Step 1: the Kruskall-Wallis test analyzes all features, testing whether the values in different classes are differentially distributed. Features violating the null hypothesis are further analyzed in Step 2.
Step 2: the pairwise Wilcoxon test checks whether all pairwise comparisons between subclasses within different classes significantly agree with the class level trend.
Step 3: the resulting subset of vectors is used to build a Linear Discriminant Analysis model from which the relative difference among classes is used to rank the features. The final output thus consists of a list of features that are discriminative with respect to the classes, consistent with the subclass grouping within classes, and ranked according to the effect size with which they differentiate classes.

Input format

The input for this module must be generated with the "Format Input for LEfSe" tool.

Output format

The output consists of a tabular file listing all the features, the logarithm value of the highest mean among all the classes, and if the feature is discriminative, the class with the highest mean and the logarithmic LDA score.

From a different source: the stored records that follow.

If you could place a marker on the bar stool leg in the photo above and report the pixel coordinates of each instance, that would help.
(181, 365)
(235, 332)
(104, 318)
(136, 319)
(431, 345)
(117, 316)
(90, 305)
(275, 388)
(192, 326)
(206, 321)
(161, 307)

The output file can be conveniently visualized with the "Plot LEfSe Results" module and, if feature names define a hierarchy, with the "Plot Cladogram" module. The output can also be used for generating the histograms of the raw data of the discriminative features using the "Plot Differential Features" module.

Parameters

The input parameters are the alpha-values for the factorial Kruskal-Wallis test and for the pairwise Wilcoxon test among subclasses (steps 1 and 2 in the schematic picture above) and the non-negative threshold for the logarithmic LDA score. Moreover, the user can decide the pairwise Wilcoxon test to be applied only among subclasses in different classes with the same name (less stringent) and select the multi-class strategy to be the All-against-all (more stringent) or the One-against-all (less stringent).

Example

For the mouse model dataset (see the "Introduction" module) it is suggested to use alpha=0.01 as the sample size is not very large.